De acordo com o ministro, a faixa 1, que atualmente atende famílias com renda mensal de até R$ 2.850, deverá ter o teto elevado para um valor próximo de R$ 3.200. Já a faixa 2, voltada ao financiamento habitacional, poderá ter o limite reajustado de R$ 4.700 para cerca de R$ 5.000. Segundo Jader Filho, os novos valores ainda estão em discussão no âmbito do Ministério das Cidades, mas a decisão deve ser formalizada até o fim da semana.
A atualização das faixas ocorre em meio à ampliação do escopo do programa, que passou a atender também famílias da classe média com renda de até R$ 12 mil. Segundo o ministro, a reformulação buscou enfrentar a redução de recursos tradicionais do crédito habitacional, especialmente da poupança, em um contexto de juros elevados. Com isso, famílias com renda acima das faixas tradicionais encontravam dificuldades para obter financiamento imobiliário no sistema bancário.
Dados apresentados pelo Ministério das Cidades indicam que, no ano passado, cerca de 35 mil famílias foram atendidas na modalidade voltada à classe média. O programa, segundo o governo, ainda está em fase de consolidação, com média de seis mil contratos mensais, e a expectativa é alcançar cerca de dez mil novos contratos por mês a partir de fevereiro ou março.
Em relação ao programa de reforma habitacional, lançado com previsão de R$ 30 bilhões, o ministro informou que já foram contratados mais de 41 mil projetos nas faixas 1 e 2, somando R$ 675 milhões. O volume de operações aprovadas, segundo ele, supera R$ 2 bilhões, em um processo que ainda passa por ajustes iniciais. A maior concentração de contratos, até o momento, está nas regiões Nordeste e Norte, seguidas por outras áreas do país, com destaque específico para a cidade de São Paulo.
Sobre a correção das faixas de renda, Jader Filho explicou que o ajuste acompanha a evolução do salário mínimo, evitando que famílias anteriormente elegíveis fiquem fora do programa. Segundo o ministro, não há necessidade de aporte adicional de recursos, uma vez que o Fundo de Arrendamento Residencial, responsável pelo financiamento da faixa 1, conta atualmente com mais de R$ 17 bilhões disponíveis.

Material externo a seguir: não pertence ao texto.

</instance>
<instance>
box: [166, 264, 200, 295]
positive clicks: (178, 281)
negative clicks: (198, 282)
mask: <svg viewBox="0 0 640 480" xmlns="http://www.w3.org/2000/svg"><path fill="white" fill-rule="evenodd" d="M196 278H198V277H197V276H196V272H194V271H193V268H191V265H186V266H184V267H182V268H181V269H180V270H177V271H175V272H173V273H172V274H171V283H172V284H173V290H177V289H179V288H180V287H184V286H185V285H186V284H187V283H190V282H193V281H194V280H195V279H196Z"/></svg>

O ministro também associou a expansão do programa habitacional ao desempenho recente da economia. Em 2023, segundo dados citados por ele, o Produto Interno Bruto cresceu 3,5%, enquanto o setor da construção civil avançou 4,2%, impulsionado em grande parte pelas contratações do Minha Casa, Minha Vida. De acordo com o governo, o programa responde por cerca de 85% dos lançamentos habitacionais no país.
Além da política habitacional, Jader Filho destacou os investimentos em saneamento como parte das metas estruturais do governo federal, liderado pelo presidente Luiz Inácio Lula da Silva. O ministro reafirmou o compromisso com a universalização do saneamento até 2033, ressaltando o papel de investimentos do novo Programa de Aceleração do Crescimento, do uso de recursos do FGTS e da captação via debêntures incentivadas para viabilizar os projetos.